Abschied von Gerresheim – Pfarrerin Oßwald im Ruhestand
Foto: evdus/Privat

Abschied von Gerresheim – Pfarrerin Oßwald im Ruhestand

Nach fast 35 Jahren als Pfarrerin der Evangelischen Kirchengemeinde Gerresheim hieß es für Cornelia Oßwald Anfang Oktober, Abschied zu nehmen und in den Ruhestand zu gehen. Dabei hinterlässt sie große Fußstapfen. Ihr Engagement für Frieden und Gerechtigkeit, für die Unterstützung von Benachteiligten und Solidarität mit Schwächeren zieht sich wie ein roter Faden durch ihren beruflichen Weg.

Am 23. Oktober 1956 in Opladen geboren, bekam sie von ihren Eltern das Interesse an Menschen vermittelt und „ein Verlangen nach Gerechtigkeit, weil vor Gott alle Menschen gleich sind“. Im Konfirmandenunterricht begeisterte sie ein Pfarrer für die Kirche mit inszenierten Jesu-Geschichten aus der Situation Jugendlicher heraus und mit Liedern zur Gitarre. Daraus erwuchs der Wunsch: „Ich will Gemeindepfarrerin werden“. Nach dem Studium der Theologie in Göttingen mit Studienaufenthalten in Indien, Hongkong und auf den Philippinen sowie ihrem Vikariat in Hannover-Linden kam Oßwald 1985 als Pfarrerin im Probedienst nach Gerresheim.
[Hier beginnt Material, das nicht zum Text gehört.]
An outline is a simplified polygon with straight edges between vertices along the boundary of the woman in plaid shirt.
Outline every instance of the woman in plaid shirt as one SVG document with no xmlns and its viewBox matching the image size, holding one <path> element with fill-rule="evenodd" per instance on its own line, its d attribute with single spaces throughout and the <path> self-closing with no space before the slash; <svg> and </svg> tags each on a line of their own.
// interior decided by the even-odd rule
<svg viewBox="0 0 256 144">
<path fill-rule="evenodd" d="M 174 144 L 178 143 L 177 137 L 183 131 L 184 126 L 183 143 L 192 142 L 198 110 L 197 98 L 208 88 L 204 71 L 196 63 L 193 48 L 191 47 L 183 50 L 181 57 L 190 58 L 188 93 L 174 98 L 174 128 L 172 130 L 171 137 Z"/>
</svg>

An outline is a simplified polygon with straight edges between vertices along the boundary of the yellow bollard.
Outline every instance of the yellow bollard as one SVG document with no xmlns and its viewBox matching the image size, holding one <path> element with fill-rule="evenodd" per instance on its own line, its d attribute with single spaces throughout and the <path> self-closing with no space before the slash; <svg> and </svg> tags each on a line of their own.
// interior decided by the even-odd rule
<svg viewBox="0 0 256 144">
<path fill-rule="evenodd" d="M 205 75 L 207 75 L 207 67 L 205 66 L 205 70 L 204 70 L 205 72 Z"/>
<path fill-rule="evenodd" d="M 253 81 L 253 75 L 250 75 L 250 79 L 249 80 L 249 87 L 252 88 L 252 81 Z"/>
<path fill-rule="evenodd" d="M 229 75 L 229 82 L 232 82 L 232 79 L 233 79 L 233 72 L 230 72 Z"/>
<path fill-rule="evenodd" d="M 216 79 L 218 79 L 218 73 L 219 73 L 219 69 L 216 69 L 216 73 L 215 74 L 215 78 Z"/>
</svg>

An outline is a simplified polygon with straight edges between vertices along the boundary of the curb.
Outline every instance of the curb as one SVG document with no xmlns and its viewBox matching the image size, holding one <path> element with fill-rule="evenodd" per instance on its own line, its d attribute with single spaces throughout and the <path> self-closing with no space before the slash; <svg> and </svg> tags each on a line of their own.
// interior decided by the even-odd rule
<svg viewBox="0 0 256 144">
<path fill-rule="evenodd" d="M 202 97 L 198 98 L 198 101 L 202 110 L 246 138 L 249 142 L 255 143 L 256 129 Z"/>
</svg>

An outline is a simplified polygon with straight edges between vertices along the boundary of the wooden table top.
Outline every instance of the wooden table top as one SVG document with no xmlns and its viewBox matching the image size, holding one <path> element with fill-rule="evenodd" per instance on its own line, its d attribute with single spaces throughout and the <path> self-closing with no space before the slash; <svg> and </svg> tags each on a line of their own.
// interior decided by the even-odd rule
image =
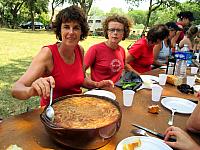
<svg viewBox="0 0 200 150">
<path fill-rule="evenodd" d="M 160 71 L 161 70 L 151 71 L 148 72 L 148 74 L 157 75 Z M 118 133 L 107 145 L 99 150 L 114 150 L 122 139 L 133 136 L 133 134 L 130 133 L 130 131 L 134 129 L 134 127 L 131 126 L 131 123 L 139 124 L 160 133 L 163 133 L 168 127 L 167 122 L 171 115 L 171 111 L 159 104 L 161 108 L 159 114 L 148 113 L 148 105 L 151 101 L 151 90 L 142 89 L 137 91 L 131 107 L 123 106 L 121 89 L 115 87 L 112 92 L 116 95 L 122 110 L 122 123 Z M 197 100 L 194 95 L 183 94 L 179 92 L 175 86 L 169 84 L 163 86 L 162 95 Z M 0 124 L 0 149 L 6 149 L 11 144 L 16 144 L 24 150 L 66 149 L 55 143 L 46 132 L 40 121 L 40 113 L 42 110 L 42 108 L 36 109 L 32 112 L 27 112 L 3 120 Z M 185 124 L 188 117 L 189 115 L 176 113 L 174 126 L 178 126 L 185 130 Z M 200 144 L 199 135 L 193 133 L 189 134 Z"/>
</svg>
Dort wurde sie 1986 gewählt und in ihre Pfarrstelle eingeführt.

Von Beginn an lud sie zu Gottesdiensten zum 1. Mai ein, bis in die 1990er Jahre gemeinsam mit dem Betriebsrat der Glashütte. Als 2005 die Glashütte geschlossen wurde und viele ihren Job verloren, stellte sich Cornelia Oßwald an die Seite der Beschäftigten, beteiligte sich an Protestveranstaltungen und hielt Gottesdienste. „Man kann keine scharfe Trennung ziehen zwischen der Welt Gottes und der Welt, in der wir leben. Wir beziehen uns auf die Heilige Schrift, und das Evangelium ist unpolitisch nicht zu haben.“ 2000 wurde Oßwald in das Amt der Superintendentin im damaligen Kirchenkreis Düsseldorf-Ost gewählt, 2004 folgte die Wahl zur Stadtsuperintendentin mit der Aufgabe, die Kirchenkreise Ost, Süd und Nord zu einem Kirchenkreis zusammenzuführen. Das scheiterte, weswegen sie Ende 2005 als Stadtsuperintendentin zurücktrat. Erst 2007 folgte die Zusammenlegung der Kirchenkreise.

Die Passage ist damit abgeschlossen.